Functional style table processing

I have an Array of Tuples:

A = [
(1,10);
(1,20);
(1,30);
(2,15);
(2,25);
(2,35);
(3,17);
(3,27);
(3,37);
]

I want to get new Array of Tuples (x,y) where x is unique, and y = mean(z), where z is all elements from previous table with corresponding x:

[
(1, 20);
(2, 25);
(3, 27)
]

I’m interested in beautiful functional style solution(not ugly nested loops, although i know, that it will be as efficient as one-line functional styled).
Array of tuples can be changed at 2d Array.

Thx!

1 Like

I managed to write only next solution, but it looks too long

# convert to 2d Array
B = zeros(length(A),2)
for x in LinearIndices(A)
    B[x,:] = [A[x][1], A[x][2]]
end

# Create unique array composed of 1st column values
C = unique(B[:,1])
out = zeros(length(C),2)

for i in LinearIndices(B[:,1])
    out[i,:] = [ C[i], Statistics.mean( findall( C[i] .== B[:,2]) ) ]
end

Sounds like group by operation:

A = [
(1,10);
(1,20);
(1,30);
(2,15);
(2,25);
(2,35);
(3,17);
(3,27);
(3,37);
]

using DataFrames
using Statistics

df = DataFrame(Dict(:x => [a[1] for a in A], :y => [a[2] for a in A]))
by(df -> DataFrame(m = mean(df[:x])), df, :x)
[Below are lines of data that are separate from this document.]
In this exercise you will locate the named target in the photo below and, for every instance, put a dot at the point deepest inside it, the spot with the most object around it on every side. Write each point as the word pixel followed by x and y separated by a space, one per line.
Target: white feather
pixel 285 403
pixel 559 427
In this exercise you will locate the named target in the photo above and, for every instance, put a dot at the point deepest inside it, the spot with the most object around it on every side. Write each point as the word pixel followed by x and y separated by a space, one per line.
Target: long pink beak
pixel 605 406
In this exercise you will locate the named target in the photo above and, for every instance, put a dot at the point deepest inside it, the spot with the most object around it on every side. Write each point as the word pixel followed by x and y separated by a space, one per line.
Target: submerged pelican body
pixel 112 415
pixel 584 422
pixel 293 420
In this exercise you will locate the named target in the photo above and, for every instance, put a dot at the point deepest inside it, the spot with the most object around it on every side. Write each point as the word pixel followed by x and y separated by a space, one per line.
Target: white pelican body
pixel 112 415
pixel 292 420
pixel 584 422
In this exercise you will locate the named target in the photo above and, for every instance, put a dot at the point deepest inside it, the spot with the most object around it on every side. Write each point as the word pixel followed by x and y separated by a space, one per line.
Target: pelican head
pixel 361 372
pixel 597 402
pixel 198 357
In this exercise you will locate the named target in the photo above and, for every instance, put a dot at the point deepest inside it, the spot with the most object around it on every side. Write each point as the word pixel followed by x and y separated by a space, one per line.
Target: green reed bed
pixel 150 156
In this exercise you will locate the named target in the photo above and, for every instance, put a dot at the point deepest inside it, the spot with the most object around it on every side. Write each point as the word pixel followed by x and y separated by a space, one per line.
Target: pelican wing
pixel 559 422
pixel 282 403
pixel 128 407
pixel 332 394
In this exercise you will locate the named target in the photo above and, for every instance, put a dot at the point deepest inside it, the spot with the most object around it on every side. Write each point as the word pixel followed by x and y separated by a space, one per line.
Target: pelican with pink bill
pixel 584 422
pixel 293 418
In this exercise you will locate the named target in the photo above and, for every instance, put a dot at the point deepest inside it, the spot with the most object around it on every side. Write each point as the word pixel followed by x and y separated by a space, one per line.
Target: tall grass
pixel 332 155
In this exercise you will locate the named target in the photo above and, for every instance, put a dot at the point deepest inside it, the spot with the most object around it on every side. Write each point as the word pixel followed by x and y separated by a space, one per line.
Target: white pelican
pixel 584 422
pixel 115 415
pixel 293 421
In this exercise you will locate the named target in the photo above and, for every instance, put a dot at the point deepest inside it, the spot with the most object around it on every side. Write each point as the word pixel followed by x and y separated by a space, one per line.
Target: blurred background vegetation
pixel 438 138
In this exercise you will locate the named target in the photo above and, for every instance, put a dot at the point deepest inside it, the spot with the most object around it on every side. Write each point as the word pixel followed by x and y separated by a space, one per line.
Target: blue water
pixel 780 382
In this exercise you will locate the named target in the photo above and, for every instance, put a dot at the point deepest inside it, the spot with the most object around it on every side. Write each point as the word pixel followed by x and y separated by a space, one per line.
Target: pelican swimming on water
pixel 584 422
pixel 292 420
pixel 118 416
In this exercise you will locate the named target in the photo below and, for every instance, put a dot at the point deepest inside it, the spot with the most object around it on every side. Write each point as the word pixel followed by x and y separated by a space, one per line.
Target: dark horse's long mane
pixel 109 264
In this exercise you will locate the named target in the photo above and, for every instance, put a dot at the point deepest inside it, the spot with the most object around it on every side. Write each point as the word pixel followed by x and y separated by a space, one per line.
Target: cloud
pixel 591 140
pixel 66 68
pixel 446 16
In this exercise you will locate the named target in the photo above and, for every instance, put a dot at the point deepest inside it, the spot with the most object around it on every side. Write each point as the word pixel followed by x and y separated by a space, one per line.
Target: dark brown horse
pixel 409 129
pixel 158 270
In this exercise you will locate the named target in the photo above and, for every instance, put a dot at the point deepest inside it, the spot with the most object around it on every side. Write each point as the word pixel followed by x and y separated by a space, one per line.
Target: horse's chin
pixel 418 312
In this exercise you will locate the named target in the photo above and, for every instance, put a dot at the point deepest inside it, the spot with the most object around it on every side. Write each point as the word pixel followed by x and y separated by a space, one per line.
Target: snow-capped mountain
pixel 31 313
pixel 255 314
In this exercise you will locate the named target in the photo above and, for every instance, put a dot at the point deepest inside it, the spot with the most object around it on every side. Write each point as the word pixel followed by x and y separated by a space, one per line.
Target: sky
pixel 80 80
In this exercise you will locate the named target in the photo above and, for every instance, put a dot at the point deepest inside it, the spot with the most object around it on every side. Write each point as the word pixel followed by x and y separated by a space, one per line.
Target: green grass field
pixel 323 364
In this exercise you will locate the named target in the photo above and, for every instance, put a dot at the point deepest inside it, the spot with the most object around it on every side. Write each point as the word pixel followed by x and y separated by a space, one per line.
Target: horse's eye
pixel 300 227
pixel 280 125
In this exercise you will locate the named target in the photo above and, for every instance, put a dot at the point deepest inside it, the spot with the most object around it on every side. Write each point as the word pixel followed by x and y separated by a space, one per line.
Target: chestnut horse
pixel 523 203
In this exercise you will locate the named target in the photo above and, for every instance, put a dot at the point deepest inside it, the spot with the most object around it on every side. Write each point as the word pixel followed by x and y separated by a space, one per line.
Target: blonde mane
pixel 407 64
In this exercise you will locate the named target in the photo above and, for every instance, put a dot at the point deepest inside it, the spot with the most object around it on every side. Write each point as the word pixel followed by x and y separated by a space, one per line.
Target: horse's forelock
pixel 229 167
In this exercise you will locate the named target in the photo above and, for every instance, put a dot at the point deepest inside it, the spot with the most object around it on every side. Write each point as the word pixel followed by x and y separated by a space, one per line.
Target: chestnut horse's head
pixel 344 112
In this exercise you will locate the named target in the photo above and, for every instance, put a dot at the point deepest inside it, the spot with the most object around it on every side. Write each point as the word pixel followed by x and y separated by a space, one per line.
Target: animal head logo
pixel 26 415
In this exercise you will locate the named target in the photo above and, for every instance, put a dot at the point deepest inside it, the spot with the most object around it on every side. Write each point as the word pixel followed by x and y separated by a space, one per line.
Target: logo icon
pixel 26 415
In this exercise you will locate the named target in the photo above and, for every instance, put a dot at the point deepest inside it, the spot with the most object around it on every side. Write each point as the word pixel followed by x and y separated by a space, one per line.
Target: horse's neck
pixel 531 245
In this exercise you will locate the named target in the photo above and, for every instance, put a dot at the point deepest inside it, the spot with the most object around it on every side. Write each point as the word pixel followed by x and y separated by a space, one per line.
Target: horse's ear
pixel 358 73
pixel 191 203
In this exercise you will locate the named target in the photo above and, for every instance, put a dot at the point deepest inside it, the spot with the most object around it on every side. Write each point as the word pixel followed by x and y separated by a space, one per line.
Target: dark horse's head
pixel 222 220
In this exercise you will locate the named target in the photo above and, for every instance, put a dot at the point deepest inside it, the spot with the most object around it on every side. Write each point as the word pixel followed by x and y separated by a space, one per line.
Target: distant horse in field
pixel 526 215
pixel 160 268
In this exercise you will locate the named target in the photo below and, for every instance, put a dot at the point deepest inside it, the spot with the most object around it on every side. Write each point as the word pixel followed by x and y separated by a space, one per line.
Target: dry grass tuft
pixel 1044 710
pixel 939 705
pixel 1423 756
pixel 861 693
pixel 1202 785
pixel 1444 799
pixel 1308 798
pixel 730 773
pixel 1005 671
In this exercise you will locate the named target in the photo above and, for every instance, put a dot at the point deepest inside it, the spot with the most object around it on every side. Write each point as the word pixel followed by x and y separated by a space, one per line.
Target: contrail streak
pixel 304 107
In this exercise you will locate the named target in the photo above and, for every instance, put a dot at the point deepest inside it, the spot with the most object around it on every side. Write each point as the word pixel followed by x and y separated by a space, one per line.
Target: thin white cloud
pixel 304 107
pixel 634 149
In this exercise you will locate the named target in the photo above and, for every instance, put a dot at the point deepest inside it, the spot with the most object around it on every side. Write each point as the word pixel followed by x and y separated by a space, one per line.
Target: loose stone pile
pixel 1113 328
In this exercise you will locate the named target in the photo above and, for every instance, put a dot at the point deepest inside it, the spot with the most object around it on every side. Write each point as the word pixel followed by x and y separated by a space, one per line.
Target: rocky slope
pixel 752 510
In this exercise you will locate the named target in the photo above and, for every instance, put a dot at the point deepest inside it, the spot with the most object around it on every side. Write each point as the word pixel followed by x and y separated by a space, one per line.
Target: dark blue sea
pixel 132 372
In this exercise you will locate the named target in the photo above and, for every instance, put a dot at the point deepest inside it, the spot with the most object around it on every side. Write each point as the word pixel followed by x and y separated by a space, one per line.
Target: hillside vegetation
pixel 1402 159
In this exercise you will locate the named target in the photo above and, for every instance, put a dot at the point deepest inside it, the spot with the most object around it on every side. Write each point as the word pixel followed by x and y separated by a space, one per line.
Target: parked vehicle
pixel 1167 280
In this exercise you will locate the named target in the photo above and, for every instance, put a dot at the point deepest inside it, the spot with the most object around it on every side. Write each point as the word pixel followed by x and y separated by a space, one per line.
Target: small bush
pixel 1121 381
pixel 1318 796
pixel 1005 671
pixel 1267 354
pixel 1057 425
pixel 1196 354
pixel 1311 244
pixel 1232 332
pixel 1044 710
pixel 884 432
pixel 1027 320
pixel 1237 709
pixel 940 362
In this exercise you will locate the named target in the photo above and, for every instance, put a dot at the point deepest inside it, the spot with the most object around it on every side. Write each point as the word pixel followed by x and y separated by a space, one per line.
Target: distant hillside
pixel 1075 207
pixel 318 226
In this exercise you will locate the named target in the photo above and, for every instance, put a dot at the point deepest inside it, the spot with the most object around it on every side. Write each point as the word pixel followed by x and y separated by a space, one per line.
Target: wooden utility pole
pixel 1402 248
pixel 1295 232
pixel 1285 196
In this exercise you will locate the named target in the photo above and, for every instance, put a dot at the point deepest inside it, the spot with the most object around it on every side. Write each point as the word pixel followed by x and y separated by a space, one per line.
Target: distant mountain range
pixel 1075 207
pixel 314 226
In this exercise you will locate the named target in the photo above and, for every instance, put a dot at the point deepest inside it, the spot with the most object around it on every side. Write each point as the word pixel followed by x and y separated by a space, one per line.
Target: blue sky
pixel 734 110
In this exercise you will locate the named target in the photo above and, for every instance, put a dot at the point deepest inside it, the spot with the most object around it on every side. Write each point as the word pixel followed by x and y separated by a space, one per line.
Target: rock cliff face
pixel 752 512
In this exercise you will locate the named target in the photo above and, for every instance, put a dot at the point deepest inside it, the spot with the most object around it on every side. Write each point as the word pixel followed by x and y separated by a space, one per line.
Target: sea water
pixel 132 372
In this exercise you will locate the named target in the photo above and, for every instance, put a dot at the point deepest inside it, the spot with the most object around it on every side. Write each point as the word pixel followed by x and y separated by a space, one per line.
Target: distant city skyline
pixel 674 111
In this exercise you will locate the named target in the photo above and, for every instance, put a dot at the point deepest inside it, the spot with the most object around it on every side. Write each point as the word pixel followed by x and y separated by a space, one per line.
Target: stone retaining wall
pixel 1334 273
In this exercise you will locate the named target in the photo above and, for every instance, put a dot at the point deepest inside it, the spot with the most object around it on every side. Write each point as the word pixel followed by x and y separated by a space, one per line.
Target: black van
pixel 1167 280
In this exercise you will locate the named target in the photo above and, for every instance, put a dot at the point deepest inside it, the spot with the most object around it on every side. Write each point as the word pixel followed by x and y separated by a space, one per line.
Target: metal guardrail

Of course you can do the same thing manually using 2 dicts - for count and sum of elements, using loops or array/dict comprehension. E.g. using loops (which are clearer in this case IMO):

# make a dict with first element of each tuple as key and a list of corresponding second elements as value
d = Dict()
for (k, v) in A
    if !haskey(d, k)
        d[k] = []
    end
    push!(d[k], v)
end

# d now contains: 
# Dict{Any,Any} with 3 entries:
#  2 => Any[15, 25, 35]
#  3 => Any[17, 27, 37]
#  1 => Any[10, 20, 30]

# calculate means
dm = Dict(k => Statistics.mean(vs) for (k, vs) in d)

# which gives:
# Dict{Int64,Float64} with 3 entries:
#  2 => 25.0
#  3 => 27.0
# 1 => 20.0
4 Likes

In Julia 0.6 with IndexedTables:

using IndexedTables
groupby(mean, table(A), 1, select = 2)

Unfortunately is not ported to 1.0 yet, so this only works if you’re still on Julia 0.6

2 Likes

This is quite head-spinning, but I hate reading the docs of a zillion packages just for doing a small task.

julia> A = [
       (1,10);
       (1,20);
       (1,30);
       (2,15);
       (2,25);
       (2,35);
       (3,17);
       (3,27);
       (3,37);
       ];

julia> B = unique( A[i][1] for i in 1:length(A) );

julia> C = [ mean( i[2] for i in filter(M -> M[1] == j, A) ) for j in B ];

julia> [(B[i],C[i]) for i in 1:length(B)]
3-element Array{Tuple{Int64,Float64},1}:
 (1, 20.0)
 (2, 25.0)
 (3, 27.0)

Wow, so far, this is the closest solution.

Note that your solution is O(N) + O(K * N) + O(K) = O(K * N) where N is length of array A, K - number of unique keys (i.e. length of B). At the same time solution with dict is only O(2N) = O(N), i.e. you see each element only twice instead of K times. Even more efficient algorithm would be to calculate averages on the fly, which would allow to make only 1 pass through each element in A.

2 Likes

There is a beautiful integration between IndexedTables and OnlineStats to compute statistics “on the fly” (with O(1) memory and doing only one pass). Here for example it’d be:

using IndexedTables, OnlineStats
groupreduce(Mean(), table(A), 1, select = 2)

It’s very useful for distributed datasets and OnlineStats has some sophisticated statistics (not only Mean() and co. but also linear models for example).

3 Likes